As fraudes têm potencial para encolerizar o brasileiro em dia com o Fisco. Sobretudo numa fase em que o governo petista acaba de arrancar do Congresso a manutenção do arrocho tributário para o exercício de 2004. Abaixo, um resumo:
1) criada em 1950, a Fundação Sinhá Junqueira foi reconhecida como entidade de "utilidade pública federal" em 1968. Utilizava-se dessa condição "com a finalidade exclusiva de fraudar a fiscalização tributária";
2) sob o manto da filantropia, a fundação foi transformada "em uma empresa controladora e administradora de outras pessoas jurídicas". Gere ao todo cinco firmas;
3) atuam "na operação de usina de açúcar, destilaria de álcool, cultivo de cana-de-açúcar e prestação de serviços rurais". Têm a contabilidade tonificada por repasses financeiros da falsa entidade social;
4) pela lei, os administradores de filantrópicas são proibidos de receber salário. Mas os gestores da Sinhá Junqueira são também funcionários das firmas "coligadas". E delas receberam entre 1998 e 2002 vencimentos que oscilam de R$ 410 mil a R$ 551 mil. Sem mencionar assistência médica, hospitalar, farmacêutica e educacional;
5) a Sinhá Junqueira foi isentada de todos os tributos. Não pagou Imposto de Renda, Contribuição Social sobre o Lucro, PIS, Cofins, o diabo. Só entre 1998 e 2002, sonegou ao erário R$ 30,4 milhões;
6) Receita e Previdência levantaram os débitos da fundação ainda não alcançados pela decadência. Somam R$ 115 milhões;
7) tem nome de santa a principal "coligada" da Sinhá Junqueira. Chama-se Fazenda Santa Cristina. É integralmente controlada pela fundação, de quem recebe repasses financeiros, maquinário, tratores e caminhões. Tem sede no mesmo endereço da "filantrópica". Contrata mão-de-obra de outra empresa sob controle da fundação, a Valgran Ltda;
8) restou evidenciado que a Santa Cristina é uma "empresa virtual". Toda a sua "atividade empresarial [...] é de fato praticada pela Fundação Sinhá Junqueira". Inexiste "separação física" entre uma e outra;
9) em dois anos (1997 e 1998), a Santa Cristina fraudou o Imposto de Renda em R$ 66,4 milhões. Referem-se a despesas operacionais e encargos indevidamente glosados do Fisco.
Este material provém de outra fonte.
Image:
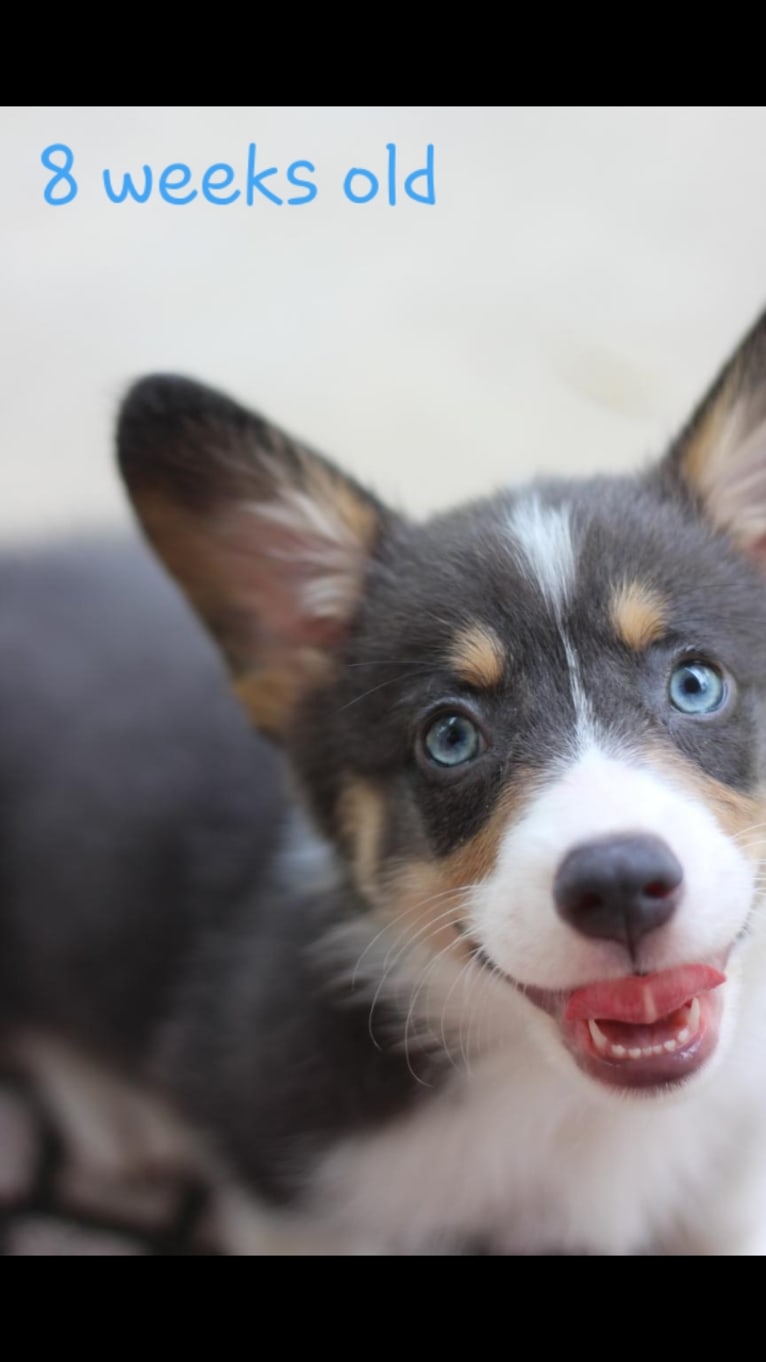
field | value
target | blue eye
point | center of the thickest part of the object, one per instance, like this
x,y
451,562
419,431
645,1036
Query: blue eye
x,y
697,688
453,740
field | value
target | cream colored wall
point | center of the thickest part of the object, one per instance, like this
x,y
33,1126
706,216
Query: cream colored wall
x,y
579,278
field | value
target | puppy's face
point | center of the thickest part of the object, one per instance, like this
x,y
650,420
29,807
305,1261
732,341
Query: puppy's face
x,y
534,726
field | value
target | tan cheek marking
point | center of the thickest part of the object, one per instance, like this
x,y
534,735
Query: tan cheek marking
x,y
477,657
638,613
740,816
424,899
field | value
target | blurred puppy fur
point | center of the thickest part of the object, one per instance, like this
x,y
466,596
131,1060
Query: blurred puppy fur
x,y
466,951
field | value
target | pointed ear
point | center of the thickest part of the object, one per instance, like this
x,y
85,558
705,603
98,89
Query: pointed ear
x,y
721,454
269,541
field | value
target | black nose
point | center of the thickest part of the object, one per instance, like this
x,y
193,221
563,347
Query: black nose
x,y
619,887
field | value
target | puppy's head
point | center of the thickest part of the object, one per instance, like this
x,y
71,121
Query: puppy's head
x,y
534,727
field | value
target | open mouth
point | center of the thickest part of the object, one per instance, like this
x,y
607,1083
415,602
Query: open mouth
x,y
639,1031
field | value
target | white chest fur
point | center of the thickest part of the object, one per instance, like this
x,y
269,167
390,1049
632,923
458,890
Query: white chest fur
x,y
525,1166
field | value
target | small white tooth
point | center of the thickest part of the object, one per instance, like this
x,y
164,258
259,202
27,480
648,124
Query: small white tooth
x,y
597,1035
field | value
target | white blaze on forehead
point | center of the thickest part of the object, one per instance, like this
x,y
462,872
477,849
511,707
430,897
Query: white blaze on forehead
x,y
544,545
543,538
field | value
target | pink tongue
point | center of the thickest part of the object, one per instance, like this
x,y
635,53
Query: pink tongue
x,y
642,999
Entre eles uma doação de R$ 30 mil para campanha eleitoral do PFL. No mesmo período (1997 e 1998), a Santa Cristina sonegou R$ 65,4 milhões em contribuições sociais sobre o lucro;
10) somando-se a face visível da burla fiscal da Santa Cristina ao logro tributário da Sinhá Junqueira, chega-se à cifra de R$ 246,9 milhões. Imagine-se o que não terá sido sonegado desde 1968, ano em que os negócios açucarados de Igarapava passaram a ser recobertos pelo diáfano véu da "utilidade pública";
11) são oito os administradores da Sinhá Junqueira e "coligadas". Por decisão da Justiça Federal, encontram-se com todos os bens sequestrados -mais de uma centena de imóveis, veículos, aplicações financeiras, ações e cotas de empresas;
12) em procedimento iniciado no dia 20 de novembro, a Justiça começou a colher os depoimentos dos gestores da "filantrópica";
13) simultaneamente, a Receita e a Previdência tentam reaver os R$ 246,9 milhões sonegados. Não há vestígio de um único centavo restituído aos cofres públicos. O débito é contestado pelos devedores.
Nada de novo, como se vê. O Estado só é ágil na hora de tirar dinheiro de quem não consegue escapar: o assalariado.